Providing pierceable abstractions.
Fail open and layer policy is a design principle for infrastructure, which emphasizes building flexible systems with a decoupled policy enforcement layer constraining usage. For example, building a Dockerfile based deployment system which can accept any Dockerfile, and then adding a validation step which only allows a certain set of base images.
This approach gets even more powerful when applied across a suite of solutions, as it allows you to reduce the flexibility in a particular platform while preserving user flexibility.
Imagine you’re running an “orchestration” team who is responsible for helping engineers at your company deploy and run their software. Your very first offering might be granting teams access to a server or VM. This works well, and is immensely flexible.
As the company you support grows, some of your users will start to ask if you can reduce the burden of managing individual servers for them (especially those running stateless applications).
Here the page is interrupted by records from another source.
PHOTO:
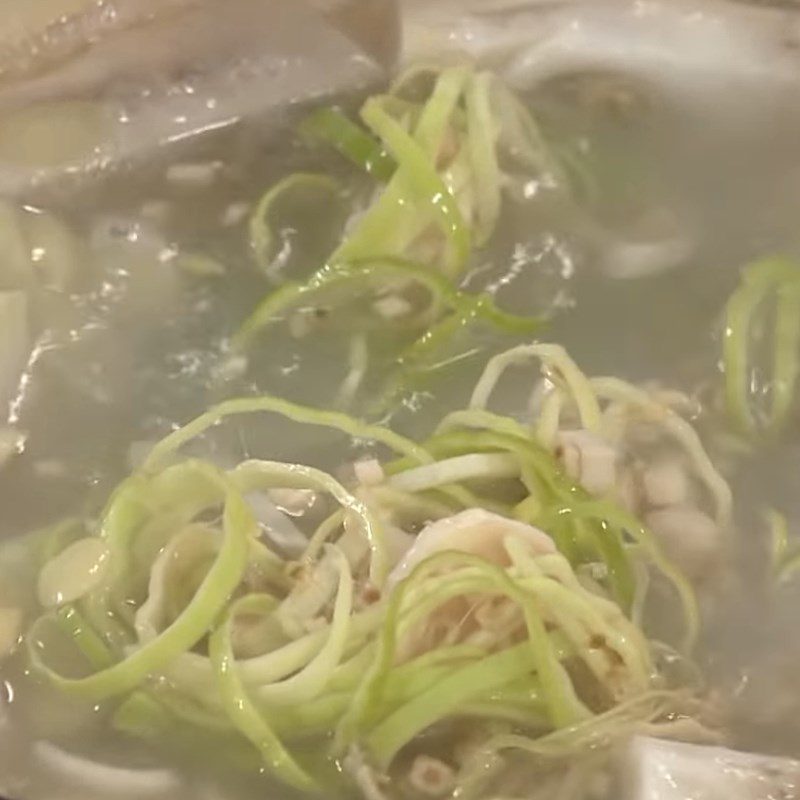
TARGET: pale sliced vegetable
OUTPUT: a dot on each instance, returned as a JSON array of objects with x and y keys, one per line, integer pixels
[
  {"x": 658, "y": 769},
  {"x": 14, "y": 343},
  {"x": 74, "y": 572},
  {"x": 105, "y": 779}
]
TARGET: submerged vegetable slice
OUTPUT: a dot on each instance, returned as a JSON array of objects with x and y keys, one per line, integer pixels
[{"x": 776, "y": 278}]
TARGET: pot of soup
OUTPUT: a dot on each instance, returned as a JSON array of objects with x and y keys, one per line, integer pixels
[{"x": 399, "y": 400}]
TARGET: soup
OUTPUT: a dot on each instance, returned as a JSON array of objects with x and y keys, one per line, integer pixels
[{"x": 434, "y": 447}]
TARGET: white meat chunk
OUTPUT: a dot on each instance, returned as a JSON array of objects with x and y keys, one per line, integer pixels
[{"x": 690, "y": 538}]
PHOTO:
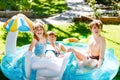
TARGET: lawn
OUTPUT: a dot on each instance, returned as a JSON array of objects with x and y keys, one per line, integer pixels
[{"x": 79, "y": 30}]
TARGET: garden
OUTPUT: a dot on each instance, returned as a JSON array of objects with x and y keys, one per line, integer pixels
[{"x": 79, "y": 30}]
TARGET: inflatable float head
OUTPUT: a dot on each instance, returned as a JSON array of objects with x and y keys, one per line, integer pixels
[{"x": 18, "y": 22}]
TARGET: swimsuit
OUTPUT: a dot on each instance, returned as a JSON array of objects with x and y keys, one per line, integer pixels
[
  {"x": 55, "y": 52},
  {"x": 39, "y": 49},
  {"x": 94, "y": 57}
]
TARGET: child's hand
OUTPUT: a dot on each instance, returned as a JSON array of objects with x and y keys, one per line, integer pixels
[{"x": 70, "y": 50}]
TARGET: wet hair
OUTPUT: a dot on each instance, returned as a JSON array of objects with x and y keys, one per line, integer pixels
[
  {"x": 98, "y": 23},
  {"x": 37, "y": 25},
  {"x": 51, "y": 33}
]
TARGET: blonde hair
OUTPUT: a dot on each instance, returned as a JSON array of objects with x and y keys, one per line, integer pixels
[
  {"x": 98, "y": 23},
  {"x": 37, "y": 25},
  {"x": 51, "y": 33}
]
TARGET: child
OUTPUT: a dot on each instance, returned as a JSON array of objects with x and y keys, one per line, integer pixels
[
  {"x": 96, "y": 47},
  {"x": 55, "y": 48},
  {"x": 39, "y": 39}
]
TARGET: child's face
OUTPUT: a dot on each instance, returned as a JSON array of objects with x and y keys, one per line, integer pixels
[
  {"x": 95, "y": 30},
  {"x": 38, "y": 31},
  {"x": 51, "y": 37}
]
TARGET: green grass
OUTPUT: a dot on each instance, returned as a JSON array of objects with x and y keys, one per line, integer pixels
[{"x": 78, "y": 30}]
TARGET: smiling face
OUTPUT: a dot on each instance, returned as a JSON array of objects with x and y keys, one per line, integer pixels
[
  {"x": 39, "y": 31},
  {"x": 51, "y": 37},
  {"x": 95, "y": 30}
]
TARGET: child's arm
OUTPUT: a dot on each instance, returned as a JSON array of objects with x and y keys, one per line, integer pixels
[
  {"x": 63, "y": 48},
  {"x": 33, "y": 43},
  {"x": 102, "y": 51}
]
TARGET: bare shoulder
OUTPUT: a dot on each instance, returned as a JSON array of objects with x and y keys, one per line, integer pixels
[{"x": 102, "y": 39}]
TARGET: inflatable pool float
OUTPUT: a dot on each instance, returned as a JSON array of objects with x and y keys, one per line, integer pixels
[
  {"x": 106, "y": 71},
  {"x": 20, "y": 64}
]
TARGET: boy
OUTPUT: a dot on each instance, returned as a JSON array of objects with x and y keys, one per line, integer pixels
[{"x": 96, "y": 47}]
If you love your users, which of course you do, then eventually you find the time to roll out a service orchestration framework, say Kubernetes or Aurora, abstracting your users from individual server failures.
Later on, you may even get someone who “just wants to run a function” (well, you’ll definitely get people who want this on behalf of others, I’ve had fewer ask for this for themselves), and doesn’t even care about the transient state and dependency management provided by the service abstraction, leading you to roll out a lambda (in the AWS Lambda or Google Cloud Functions sense) platform.
This layering effect allows platform builders to build opinonated infrastructure, while empowering their users to make the tradeoff between taking on more accidental complexity versus gaining the degree of control they want for their specific project. If you need persistent local disk storage, go ahead and pierce all the way down to the VM layer, but you’ll avoid a lot of accidental complexity if you can just use a stateless service.
This is a pretty obvious approach, look at the various cloud providers, but I think we often forget it when operating internally, and end up building overly opinionated solutions that age poorly (easily by not solving enough of users needs, or by taking on so many features that they become unmaintainable). Aging well is critical to quality infrastructure, because each system that is aging poorly reduces our ability to invest towards the future.
Some circumstances reasonably preclude building good infrastructure but when you do get the chance, build layers which compose together into a complete solution, rather than trying to have any given layer do everything for everyone.
A few more examples where you could apply this approach:
Storage. You might want to offer an eventually consistent key-value store which supports active-active replication across many regions, and then provide another offering which is strongly consistent but with reduced replication or availability properties.
Load balancing. 90% applications can get away with very naive round-robin load balancing, and 90% of the remaining 10% can get away with least-conn based routing, but a few need something more bespoke (hashing on a key for increased data locality, etc). By decoupling the control and data plane, you can allow the vast majority of applications to use load balancer directly, but allow the edge cases to directly communicate with the control plane and implement routing themselves.